In 1834, Carnot's Reflections was put on a graphical footing by French physicist Émile Clapeyron. [2] It was through Clapeyron that Carnot's theories were introduced to German physicist Rudolf Clausius who, beginning in 1850, was thus stimulated to spend 15-years writing the monumental Mechanical Theory of Heat, through which "entropy" and the second law of thermodynamics were introduced.

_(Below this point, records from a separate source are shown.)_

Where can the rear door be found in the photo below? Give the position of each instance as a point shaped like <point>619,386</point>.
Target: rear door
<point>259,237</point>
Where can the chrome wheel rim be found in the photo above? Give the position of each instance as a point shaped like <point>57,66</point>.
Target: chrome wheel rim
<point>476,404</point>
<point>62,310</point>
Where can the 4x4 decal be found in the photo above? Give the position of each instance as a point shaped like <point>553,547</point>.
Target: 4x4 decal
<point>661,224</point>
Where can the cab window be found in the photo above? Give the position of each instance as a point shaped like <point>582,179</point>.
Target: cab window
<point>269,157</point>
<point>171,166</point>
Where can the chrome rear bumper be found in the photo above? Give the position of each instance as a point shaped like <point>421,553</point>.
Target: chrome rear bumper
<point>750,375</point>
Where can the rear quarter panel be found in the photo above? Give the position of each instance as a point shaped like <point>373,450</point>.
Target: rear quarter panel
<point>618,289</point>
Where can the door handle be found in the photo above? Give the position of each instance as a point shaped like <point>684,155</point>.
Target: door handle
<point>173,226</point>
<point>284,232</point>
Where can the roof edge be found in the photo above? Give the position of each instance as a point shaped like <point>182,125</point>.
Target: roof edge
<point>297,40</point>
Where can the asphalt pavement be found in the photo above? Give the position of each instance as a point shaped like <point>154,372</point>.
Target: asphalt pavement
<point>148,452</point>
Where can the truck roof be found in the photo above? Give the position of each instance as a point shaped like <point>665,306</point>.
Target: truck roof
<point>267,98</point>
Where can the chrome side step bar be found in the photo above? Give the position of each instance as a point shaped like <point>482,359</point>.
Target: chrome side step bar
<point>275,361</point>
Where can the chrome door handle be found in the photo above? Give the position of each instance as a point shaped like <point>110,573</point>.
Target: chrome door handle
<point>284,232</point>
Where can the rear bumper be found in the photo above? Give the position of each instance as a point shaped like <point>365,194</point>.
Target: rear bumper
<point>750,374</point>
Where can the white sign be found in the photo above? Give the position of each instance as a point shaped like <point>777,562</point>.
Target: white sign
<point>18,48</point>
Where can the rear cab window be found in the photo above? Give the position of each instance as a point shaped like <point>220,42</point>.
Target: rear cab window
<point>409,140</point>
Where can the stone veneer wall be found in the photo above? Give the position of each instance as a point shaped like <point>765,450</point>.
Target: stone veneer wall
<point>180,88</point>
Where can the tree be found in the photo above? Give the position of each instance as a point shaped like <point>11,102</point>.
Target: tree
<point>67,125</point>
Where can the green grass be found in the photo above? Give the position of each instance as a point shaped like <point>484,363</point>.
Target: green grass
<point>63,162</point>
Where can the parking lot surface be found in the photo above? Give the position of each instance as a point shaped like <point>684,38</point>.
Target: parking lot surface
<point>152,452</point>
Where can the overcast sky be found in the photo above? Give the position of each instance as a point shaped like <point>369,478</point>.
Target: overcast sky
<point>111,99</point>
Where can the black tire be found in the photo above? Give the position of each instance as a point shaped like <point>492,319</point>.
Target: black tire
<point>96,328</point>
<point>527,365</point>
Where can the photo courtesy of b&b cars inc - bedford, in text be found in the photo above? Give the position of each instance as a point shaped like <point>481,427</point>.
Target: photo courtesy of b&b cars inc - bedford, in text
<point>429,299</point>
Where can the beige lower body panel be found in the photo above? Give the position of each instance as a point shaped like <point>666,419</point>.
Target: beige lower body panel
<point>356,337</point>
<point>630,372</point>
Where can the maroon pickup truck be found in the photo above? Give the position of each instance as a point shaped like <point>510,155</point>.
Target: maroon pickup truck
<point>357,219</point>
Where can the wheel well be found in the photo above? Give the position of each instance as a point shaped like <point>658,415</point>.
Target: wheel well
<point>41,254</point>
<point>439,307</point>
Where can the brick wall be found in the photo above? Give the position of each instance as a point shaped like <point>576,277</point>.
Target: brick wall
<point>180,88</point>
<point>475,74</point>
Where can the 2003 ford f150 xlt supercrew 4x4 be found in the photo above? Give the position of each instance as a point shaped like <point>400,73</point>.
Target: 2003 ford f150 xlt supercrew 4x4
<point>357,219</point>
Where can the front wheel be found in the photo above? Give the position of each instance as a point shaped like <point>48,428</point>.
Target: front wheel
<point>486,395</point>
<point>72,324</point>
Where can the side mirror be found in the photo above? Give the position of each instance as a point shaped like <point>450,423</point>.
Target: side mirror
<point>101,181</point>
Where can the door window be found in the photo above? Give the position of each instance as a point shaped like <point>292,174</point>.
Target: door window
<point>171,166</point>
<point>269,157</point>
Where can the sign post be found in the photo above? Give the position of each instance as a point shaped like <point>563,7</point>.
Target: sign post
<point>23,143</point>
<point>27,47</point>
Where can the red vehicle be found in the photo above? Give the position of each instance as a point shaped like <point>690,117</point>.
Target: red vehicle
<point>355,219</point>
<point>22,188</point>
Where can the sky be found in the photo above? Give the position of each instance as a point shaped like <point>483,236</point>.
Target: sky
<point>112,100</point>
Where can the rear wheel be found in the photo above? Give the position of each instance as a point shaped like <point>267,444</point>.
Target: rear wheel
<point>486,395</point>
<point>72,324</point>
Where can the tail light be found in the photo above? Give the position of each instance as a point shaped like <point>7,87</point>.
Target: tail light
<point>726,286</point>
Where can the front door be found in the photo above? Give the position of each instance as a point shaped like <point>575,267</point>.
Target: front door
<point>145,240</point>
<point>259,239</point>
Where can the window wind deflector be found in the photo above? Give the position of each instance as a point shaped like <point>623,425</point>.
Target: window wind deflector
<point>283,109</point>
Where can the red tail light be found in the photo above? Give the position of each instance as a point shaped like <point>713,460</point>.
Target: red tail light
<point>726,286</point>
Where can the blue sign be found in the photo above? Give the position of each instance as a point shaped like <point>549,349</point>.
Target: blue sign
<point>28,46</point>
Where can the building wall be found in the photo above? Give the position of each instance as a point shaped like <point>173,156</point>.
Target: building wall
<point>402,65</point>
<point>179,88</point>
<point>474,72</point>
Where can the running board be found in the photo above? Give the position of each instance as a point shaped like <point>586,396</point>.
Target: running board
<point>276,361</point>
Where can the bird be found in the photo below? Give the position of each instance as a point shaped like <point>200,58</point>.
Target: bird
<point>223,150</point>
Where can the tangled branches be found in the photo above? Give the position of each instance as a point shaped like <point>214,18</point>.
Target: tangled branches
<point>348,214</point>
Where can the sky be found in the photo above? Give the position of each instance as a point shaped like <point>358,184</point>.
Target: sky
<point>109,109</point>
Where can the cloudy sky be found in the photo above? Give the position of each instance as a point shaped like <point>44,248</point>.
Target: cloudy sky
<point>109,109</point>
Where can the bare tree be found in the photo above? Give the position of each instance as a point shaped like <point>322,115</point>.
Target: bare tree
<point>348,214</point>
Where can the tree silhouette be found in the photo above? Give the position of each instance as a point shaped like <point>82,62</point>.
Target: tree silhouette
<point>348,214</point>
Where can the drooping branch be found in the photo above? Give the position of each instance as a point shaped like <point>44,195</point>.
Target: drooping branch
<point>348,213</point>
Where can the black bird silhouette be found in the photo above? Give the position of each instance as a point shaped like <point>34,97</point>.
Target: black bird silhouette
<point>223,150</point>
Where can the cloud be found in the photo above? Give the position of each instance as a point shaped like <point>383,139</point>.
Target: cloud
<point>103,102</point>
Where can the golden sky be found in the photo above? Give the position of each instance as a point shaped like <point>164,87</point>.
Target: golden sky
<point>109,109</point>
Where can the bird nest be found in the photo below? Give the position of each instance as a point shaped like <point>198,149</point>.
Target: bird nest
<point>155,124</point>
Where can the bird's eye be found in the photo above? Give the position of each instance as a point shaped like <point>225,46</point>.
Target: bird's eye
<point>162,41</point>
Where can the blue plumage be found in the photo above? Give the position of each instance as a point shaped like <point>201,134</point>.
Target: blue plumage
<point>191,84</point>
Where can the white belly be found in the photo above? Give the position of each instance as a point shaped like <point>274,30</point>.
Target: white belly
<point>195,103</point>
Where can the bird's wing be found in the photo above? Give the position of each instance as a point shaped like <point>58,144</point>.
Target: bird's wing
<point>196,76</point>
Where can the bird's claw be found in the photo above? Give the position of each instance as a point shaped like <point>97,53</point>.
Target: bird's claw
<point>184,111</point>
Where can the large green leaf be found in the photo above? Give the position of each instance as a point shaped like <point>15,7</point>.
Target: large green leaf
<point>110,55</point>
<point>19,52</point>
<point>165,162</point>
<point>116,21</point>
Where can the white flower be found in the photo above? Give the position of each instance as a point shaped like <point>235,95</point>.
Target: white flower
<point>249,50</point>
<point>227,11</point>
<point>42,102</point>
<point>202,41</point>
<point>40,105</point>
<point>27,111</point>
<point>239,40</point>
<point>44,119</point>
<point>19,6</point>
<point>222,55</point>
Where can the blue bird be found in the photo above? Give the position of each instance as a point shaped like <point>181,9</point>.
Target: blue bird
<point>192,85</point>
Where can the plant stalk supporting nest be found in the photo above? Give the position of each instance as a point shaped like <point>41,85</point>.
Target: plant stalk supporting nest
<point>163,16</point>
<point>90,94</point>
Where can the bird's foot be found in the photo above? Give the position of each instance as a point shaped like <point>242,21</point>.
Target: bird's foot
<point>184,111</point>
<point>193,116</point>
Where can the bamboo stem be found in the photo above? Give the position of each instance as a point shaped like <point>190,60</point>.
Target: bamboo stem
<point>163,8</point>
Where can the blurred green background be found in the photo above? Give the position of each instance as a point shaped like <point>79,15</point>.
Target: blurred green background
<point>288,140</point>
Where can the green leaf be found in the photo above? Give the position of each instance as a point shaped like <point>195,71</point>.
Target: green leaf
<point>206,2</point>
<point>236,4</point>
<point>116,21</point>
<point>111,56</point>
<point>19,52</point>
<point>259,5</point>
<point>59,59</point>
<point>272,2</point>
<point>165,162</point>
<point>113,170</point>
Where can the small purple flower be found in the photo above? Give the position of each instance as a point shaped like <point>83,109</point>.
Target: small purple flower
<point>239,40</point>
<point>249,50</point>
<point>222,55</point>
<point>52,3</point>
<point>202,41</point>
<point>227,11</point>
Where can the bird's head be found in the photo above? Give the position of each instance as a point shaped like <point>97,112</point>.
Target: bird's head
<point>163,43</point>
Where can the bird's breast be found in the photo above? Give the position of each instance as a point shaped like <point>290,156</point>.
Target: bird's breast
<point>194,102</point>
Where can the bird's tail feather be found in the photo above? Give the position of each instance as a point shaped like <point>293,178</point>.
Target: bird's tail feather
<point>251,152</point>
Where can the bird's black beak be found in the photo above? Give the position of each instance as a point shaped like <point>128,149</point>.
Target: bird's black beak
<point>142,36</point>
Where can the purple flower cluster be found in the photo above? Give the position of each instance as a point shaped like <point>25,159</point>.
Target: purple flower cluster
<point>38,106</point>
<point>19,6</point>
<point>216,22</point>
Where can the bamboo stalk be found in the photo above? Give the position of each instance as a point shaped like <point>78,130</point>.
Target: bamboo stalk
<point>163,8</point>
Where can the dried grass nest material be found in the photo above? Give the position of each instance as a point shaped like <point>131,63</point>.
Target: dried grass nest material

The key point of Carnot's work that goaded Clausius to such an effect was Carnot's postulate, based on the faulty caloric theory, that "no change occurs in the condition of the working body" in a complete heat engine cycle. Clausius sought to remidy this statement by introducing a new variable to science dQ/T called "entropy" that in any heat engine process (cycle), which is in any way possible, increases, meaning that energy is used by the molecules of the working body on each other as they change their physical condition of state or configuration during each step of an expansion or contraction due to the action of a heat gradient.
Essence of thermodynamics
The paragraph that interested Clausius to such an effect, via his reading of Clapeyron's 1834 paper, in reference to the process in which work is done by heat through the medium of a working body in alternate contact with a heat gradient, is Carnot’s postulate that (as quoted by Clausius): [4]
“No heat is lost in the process, but that the quantity of heat remains unchained … this fact is not doubted; it was assumed at first without investigation, and then established in many cases by calorimetric measurements. To deny this would overthrow the whole theory of heat, of which it is the foundation.”
This paragraph is the core of the science of thermodynamics. The term "quantity of heat" here refers to French physicist Antoine Lavoisier's 1787 theory of particles of caloric, which were considered to be indestructible entities responsible for the expansion of bodies by the action of heat. [5]
References
1. Carnot, Sadi. (1824). “Reflections on the Motive Power of Fire and on Machines Fitted to Develop that Power.” Paris: Chez Bachelier, Libraire, Quai Des Augustins, No. 55.
2. Clapeyron, Emile. (1834). “Memoir on the Motive Power of Heat”, Journal de l’Ecole Polytechnique. XIV, 153 (and Poggendorff's Annalender Physick, LIX, [1843] 446, 566).
3. Clausius, R. (1865). The Mechanical Theory of Heat – with its Applications to the Steam Engine and to Physical Properties of Bodies. London: John van Voorst, 1 Paternoster Row. MDCCCLXVII.
4. Clausius, Rudolf. (1850). "On the Motive Power of Heat, and on the Laws Which can be Deduced From it for the Theory of Heat." Poggendorff's Annalen der Physik, LXXIX, 368, 500.
5. Lavoisier, Antoine. (1787). Elements of Chemistry. (English ed.) Edinburgh: G.G. and J.J. Robinsons.